In this post, we are going to analyze some data in order to make some classification rules. Specifically, we are going to look at the “Males” dataset from the “Ecdat” package. Our goal is to make some rules that explain when a male is married or not. Below is the code to load the needed packages as well as the dataset “Males”
library(Ecdat)
library(RWeka)
data("Males")
1. Explore the Data
The first step as always is to explore the data. We need to determine what kind of variables we are working with by using the “str” function
str(Males)
## 'data.frame': 4360 obs. of 12 variables:
## $ nr : int 13 13 13 13 13 13 13 13 17 17 ...

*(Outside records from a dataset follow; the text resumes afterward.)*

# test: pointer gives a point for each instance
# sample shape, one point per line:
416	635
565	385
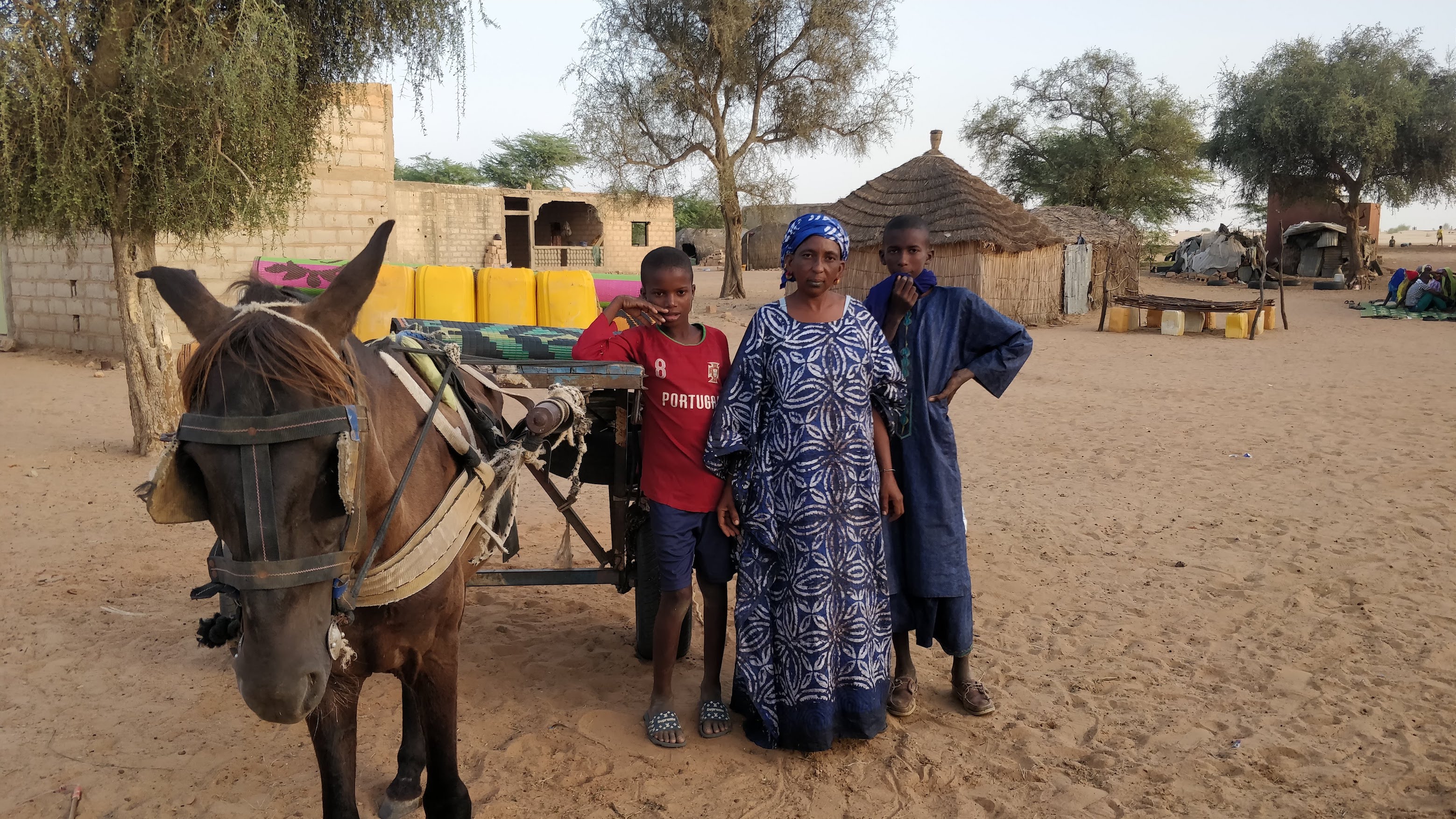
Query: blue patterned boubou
795	436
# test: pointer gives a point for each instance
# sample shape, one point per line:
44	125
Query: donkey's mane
282	353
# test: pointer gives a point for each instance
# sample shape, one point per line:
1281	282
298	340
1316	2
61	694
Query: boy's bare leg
902	699
670	613
715	636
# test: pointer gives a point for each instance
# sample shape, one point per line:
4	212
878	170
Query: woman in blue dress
800	437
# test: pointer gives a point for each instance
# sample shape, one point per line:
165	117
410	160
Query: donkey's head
277	500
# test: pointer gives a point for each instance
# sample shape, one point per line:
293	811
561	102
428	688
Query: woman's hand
727	513
891	504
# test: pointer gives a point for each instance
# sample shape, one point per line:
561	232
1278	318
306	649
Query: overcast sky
960	53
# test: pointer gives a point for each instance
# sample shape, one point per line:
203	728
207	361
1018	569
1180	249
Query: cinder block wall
63	297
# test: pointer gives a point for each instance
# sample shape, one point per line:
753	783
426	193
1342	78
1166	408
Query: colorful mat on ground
612	286
305	274
1372	311
511	342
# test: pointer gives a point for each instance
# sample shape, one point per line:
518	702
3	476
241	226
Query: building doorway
519	242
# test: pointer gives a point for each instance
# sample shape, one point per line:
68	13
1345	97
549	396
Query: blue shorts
683	539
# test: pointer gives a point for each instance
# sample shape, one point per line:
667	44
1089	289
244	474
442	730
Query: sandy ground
1168	626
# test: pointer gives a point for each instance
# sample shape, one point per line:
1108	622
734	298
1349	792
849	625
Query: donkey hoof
394	809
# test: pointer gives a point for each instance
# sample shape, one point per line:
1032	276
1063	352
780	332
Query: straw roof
1096	226
957	205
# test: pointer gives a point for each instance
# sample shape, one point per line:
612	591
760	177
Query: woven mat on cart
511	342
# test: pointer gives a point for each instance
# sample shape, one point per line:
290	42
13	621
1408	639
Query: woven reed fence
1025	287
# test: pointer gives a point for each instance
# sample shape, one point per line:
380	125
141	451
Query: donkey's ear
338	307
188	299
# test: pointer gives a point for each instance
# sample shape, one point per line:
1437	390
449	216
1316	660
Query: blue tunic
948	329
794	434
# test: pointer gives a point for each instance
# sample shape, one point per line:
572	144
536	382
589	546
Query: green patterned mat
511	342
1372	311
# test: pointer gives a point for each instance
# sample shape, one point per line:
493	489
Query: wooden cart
614	459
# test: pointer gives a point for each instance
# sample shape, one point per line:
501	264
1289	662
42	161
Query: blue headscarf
804	227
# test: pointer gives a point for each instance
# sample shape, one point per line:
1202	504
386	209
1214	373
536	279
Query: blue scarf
878	299
804	227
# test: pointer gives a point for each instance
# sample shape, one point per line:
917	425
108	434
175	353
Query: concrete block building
57	296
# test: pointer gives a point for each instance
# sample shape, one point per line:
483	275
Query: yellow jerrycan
506	296
565	299
446	293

## $ year : int 1980 1981 1982 1983 1984 1985 1986 1987 1980 1981 ...
## $ school : int 14 14 14 14 14 14 14 14 13 13 ...
## $ exper : int 1 2 3 4 5 6 7 8 4 5 ...
## $ union : Factor w/ 2 levels "no","yes": 1 2 1 1 1 1 1 1 1 1 ...
## $ ethn : Factor w/ 3 levels "other","black",..: 1 1 1 1 1 1 1 1 1 1 ...
## $ maried : Factor w/ 2 levels "no","yes": 1 1 1 1 1 1 1 1 1 1 ...
## $ health : Factor w/ 2 levels "no","yes": 1 1 1 1 1 1 1 1 1 1 ...
## $ wage : num 1.2 1.85 1.34 1.43 1.57 ...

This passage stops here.